My collaborators Alex and Nathan of the Fat White Family soon noticed my occasional reference to more arcane ideas when we began working together in Berlin. The odd arched eyebrow was cast in my direction as I scribbled down lyrics and half-incanted melodies. However they soon grew accustomed to utilising my esoteric stylings as a prism that the work could pass through in order to illuminate an otherwise occluded sonic dimension in the music.          

As a general rule I am not a fan of music videos. I often feel they damage the song or in some way bastardise the imagery and meaning already woven into the music. On this occasion I did have an idea that I wished to explore. I had in mind to turn the actual music video itself into a kind of ritual. The idea was relatively simple: I would conduct a small group of friends and fellow occultists in an ancient Dionysian ritual at a remote spot, and we would invite a film crew to capture as discreetly as possible the events that unfolded that evening. I imposed strict stipulations on the filming process. The ritual was entirely authentic, and performed in accordance with rigorous attention to magickal detail. The film crew were asked to keep their distance and in no way interfere or interact with us during the working. My intention was to reveal the imaginal world of the song as authentically as possible, but avoid any implied narrative or fictive meaning. As with any art I believe that the artist does well to provide fifty percent of the material and allow the viewer or listener to generate or conjure the other half themselves, in a sense all good art is a collaboration between the artist and the person experiencing it. 

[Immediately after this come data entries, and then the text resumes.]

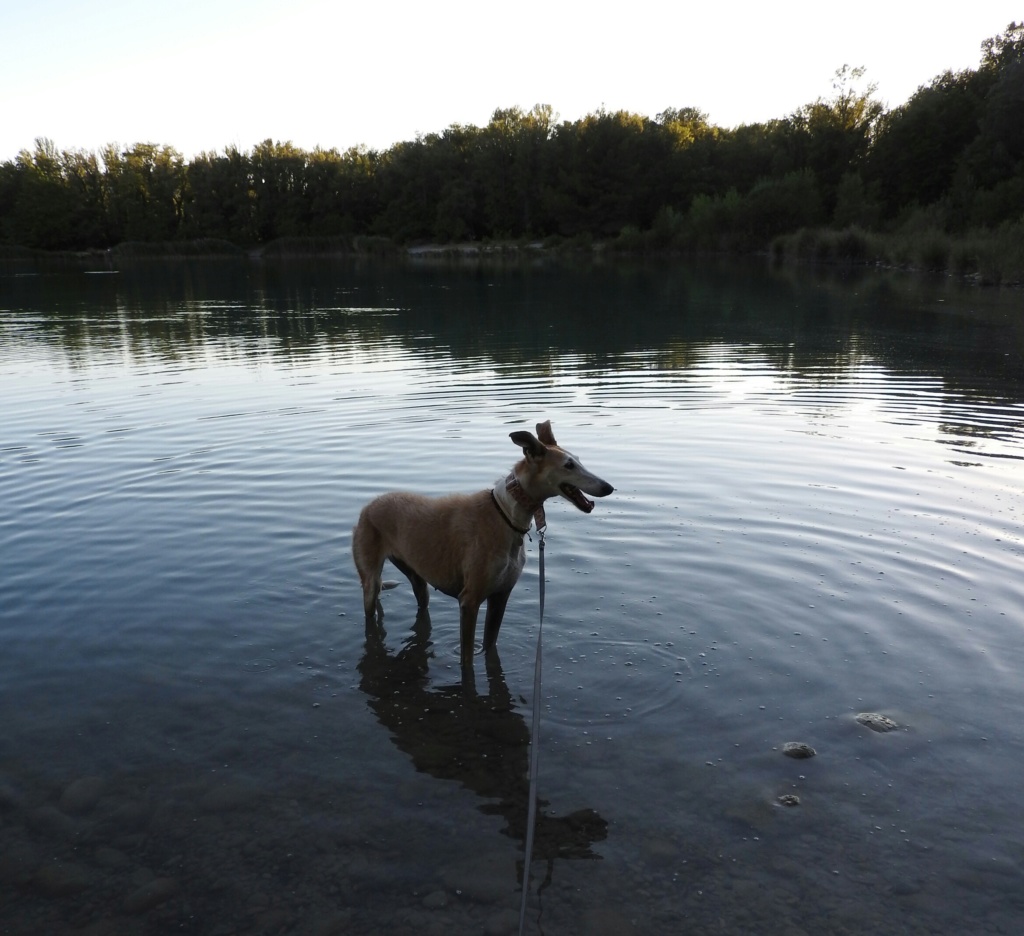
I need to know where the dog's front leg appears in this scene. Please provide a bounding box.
[459,597,480,669]
[483,589,512,651]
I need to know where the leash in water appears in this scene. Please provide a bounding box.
[519,523,547,936]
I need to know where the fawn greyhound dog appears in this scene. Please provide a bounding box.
[352,422,614,667]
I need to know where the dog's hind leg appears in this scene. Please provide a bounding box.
[388,556,430,611]
[483,589,512,650]
[352,514,384,621]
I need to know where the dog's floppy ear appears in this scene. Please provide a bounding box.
[509,429,548,458]
[537,419,558,445]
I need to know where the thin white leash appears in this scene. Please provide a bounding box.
[519,524,547,936]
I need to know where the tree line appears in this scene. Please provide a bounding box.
[0,23,1024,250]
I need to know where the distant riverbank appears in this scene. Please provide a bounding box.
[0,223,1024,286]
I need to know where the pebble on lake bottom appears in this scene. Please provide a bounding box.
[856,712,899,731]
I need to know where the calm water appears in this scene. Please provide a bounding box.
[0,254,1024,936]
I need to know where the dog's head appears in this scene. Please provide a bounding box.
[509,420,615,513]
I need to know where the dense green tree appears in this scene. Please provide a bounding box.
[101,143,185,243]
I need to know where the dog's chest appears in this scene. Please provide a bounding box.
[490,541,526,589]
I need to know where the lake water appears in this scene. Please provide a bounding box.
[0,261,1024,936]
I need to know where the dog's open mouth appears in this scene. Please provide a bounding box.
[559,484,594,513]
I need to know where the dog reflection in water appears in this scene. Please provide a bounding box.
[358,609,608,887]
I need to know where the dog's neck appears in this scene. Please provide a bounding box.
[490,470,547,536]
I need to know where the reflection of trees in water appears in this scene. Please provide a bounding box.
[358,610,608,881]
[9,259,1024,411]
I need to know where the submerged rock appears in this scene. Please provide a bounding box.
[856,712,899,731]
[124,878,178,916]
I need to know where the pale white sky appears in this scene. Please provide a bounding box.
[0,0,1024,161]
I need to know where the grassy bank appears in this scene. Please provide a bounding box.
[771,221,1024,286]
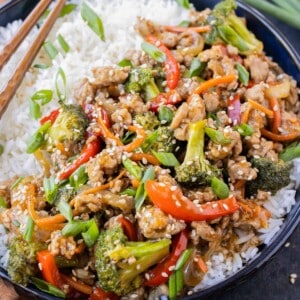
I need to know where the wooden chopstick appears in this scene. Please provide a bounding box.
[0,0,51,70]
[0,0,65,118]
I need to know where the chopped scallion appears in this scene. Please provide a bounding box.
[152,151,180,167]
[135,166,155,211]
[69,165,89,189]
[30,277,66,299]
[141,42,166,63]
[235,63,249,86]
[82,219,99,248]
[43,176,58,204]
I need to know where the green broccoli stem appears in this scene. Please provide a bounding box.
[120,244,169,283]
[227,14,263,52]
[183,120,206,164]
[108,239,171,261]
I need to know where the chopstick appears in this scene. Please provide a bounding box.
[0,0,65,118]
[0,0,51,70]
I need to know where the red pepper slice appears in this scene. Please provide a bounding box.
[58,138,101,180]
[146,180,239,222]
[89,287,120,300]
[117,216,138,241]
[146,35,180,89]
[227,93,241,125]
[144,229,188,286]
[36,250,63,288]
[150,90,182,112]
[40,108,59,125]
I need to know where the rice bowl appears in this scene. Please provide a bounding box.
[0,1,300,298]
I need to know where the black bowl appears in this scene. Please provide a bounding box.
[0,0,300,300]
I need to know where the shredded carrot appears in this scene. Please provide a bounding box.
[131,178,140,189]
[130,153,160,166]
[269,97,281,134]
[123,125,146,152]
[163,25,211,33]
[70,170,126,198]
[26,184,66,230]
[97,118,123,146]
[260,128,300,142]
[248,99,274,118]
[195,255,208,273]
[187,74,237,103]
[60,273,93,295]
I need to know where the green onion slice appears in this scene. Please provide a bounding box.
[141,42,166,63]
[81,2,105,41]
[158,106,174,125]
[82,219,99,248]
[57,200,73,222]
[175,249,192,270]
[234,123,254,136]
[235,63,249,86]
[26,121,51,154]
[152,151,180,167]
[69,165,89,189]
[211,177,229,199]
[43,176,58,204]
[135,166,155,211]
[30,277,66,299]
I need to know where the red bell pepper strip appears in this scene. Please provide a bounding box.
[146,35,180,90]
[36,250,63,288]
[40,108,59,125]
[144,229,188,286]
[150,90,182,112]
[146,180,239,222]
[58,138,101,180]
[227,93,241,125]
[89,287,120,300]
[117,216,138,242]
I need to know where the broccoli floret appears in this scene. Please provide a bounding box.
[134,111,160,131]
[48,104,89,145]
[95,226,171,296]
[151,126,176,152]
[206,0,263,55]
[246,157,292,197]
[125,67,160,101]
[175,120,221,187]
[7,236,47,286]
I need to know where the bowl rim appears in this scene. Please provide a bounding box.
[0,0,300,300]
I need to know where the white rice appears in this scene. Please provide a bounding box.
[0,0,300,289]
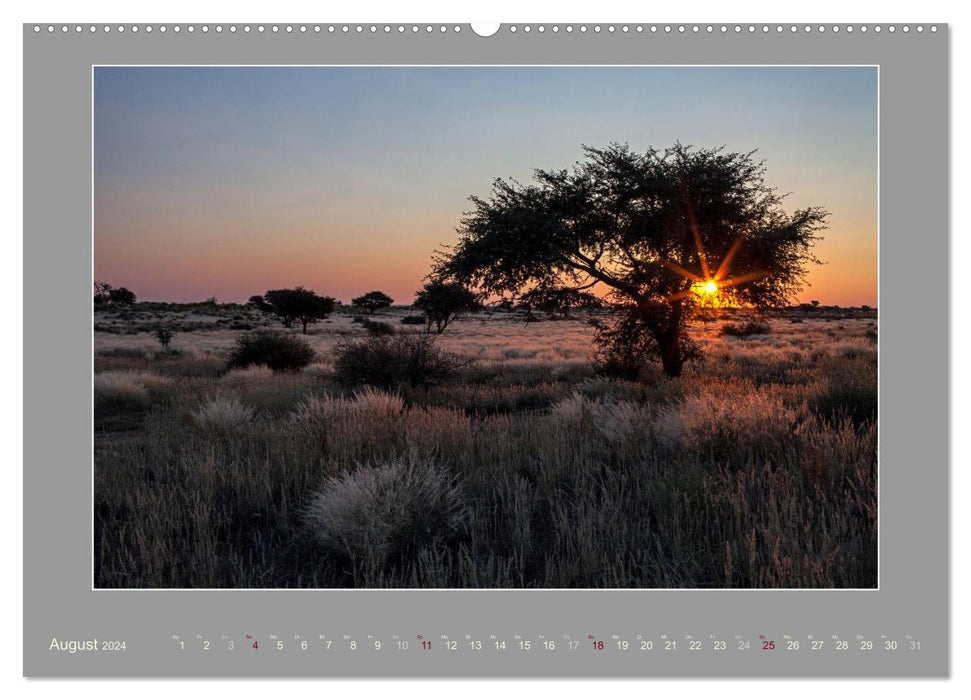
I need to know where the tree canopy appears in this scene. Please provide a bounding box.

Hence I think I may well have said enough on the subject already, there are some things of which we simply cannot speak. What was it that Wittgenstein said, ‘Whereof we cannot Speak, thereof we must remain silent’…? Yes, yes I think it’s best for everyone involved if I leave it there. Anyway, I am writing this by the Port of Marseille in Provence, and a rare antique bookshop closes in an hour and I really must get there in time to purchase a particularly hard to find volume of ancient and forgotten Lore. 

Enjoy the video, enjoy the music, yes, yes enjoy.